Where, of course, do we traditionally learn how to love one another "at our most annoying"? In the family, of course. And today's family is not helped by the modern "virtues" rewriting, undervaluing and poisoning the wellsprings of human flourishing: life itself, marriage, the uniqueness of man and woman.
Talk of the family so often today gets wrapped up in debates about these contentious issues. But work is also an essential element of the family. Pope Francis often talks about unemployment being an evil we face today, even saying recently that there is no family without work -- speaking to both the hard work of family life and the practical and even spiritual need for work in the life of a family.
In Virginia, Republican Senate candidate Ed Gillespie has worked to promote a conversation about the dignity of work in his campaign stops and speeches.
"I don't think we make the case strongly enough from a conservative perspective that true social justice is enabling people to have the dignity of work, to be able to provide for themselves and their families, and that our policies make that possible," Gillespie told me in a recent visit to his Lorton, Virginia, campaign office.
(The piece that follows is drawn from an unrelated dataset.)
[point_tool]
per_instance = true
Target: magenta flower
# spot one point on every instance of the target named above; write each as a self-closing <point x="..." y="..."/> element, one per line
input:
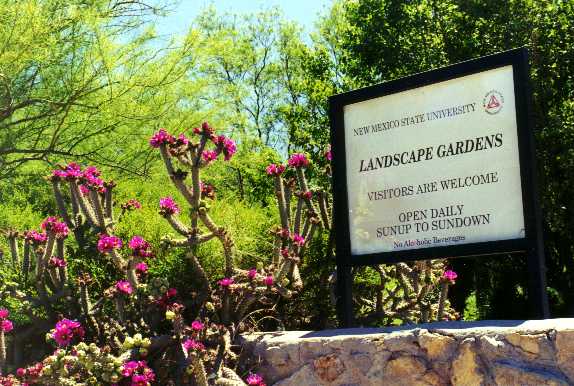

Economic polices need to help, among others, "a single mother who is facing the challenges of being a sole provider and a single parent," he said. "And that's particularly important if you believe in fostering a culture that respects and protects innocent human life," he said.
Work is never the sexiest of topics, but it is essential to our lives, and the life of the family. It's a scandal when we don't insist that it be taken more seriously.
Gillespie worries, among other things, that we may be losing our work ethic, and expressed gratitude for his parents' example of hard work.
Last writes of gratitude in his book: "It is gratitude that allows us to appreciate what is good, to discern what should be defended and cultivated." Facing a culture of changed values, what's old can be key to our renewal.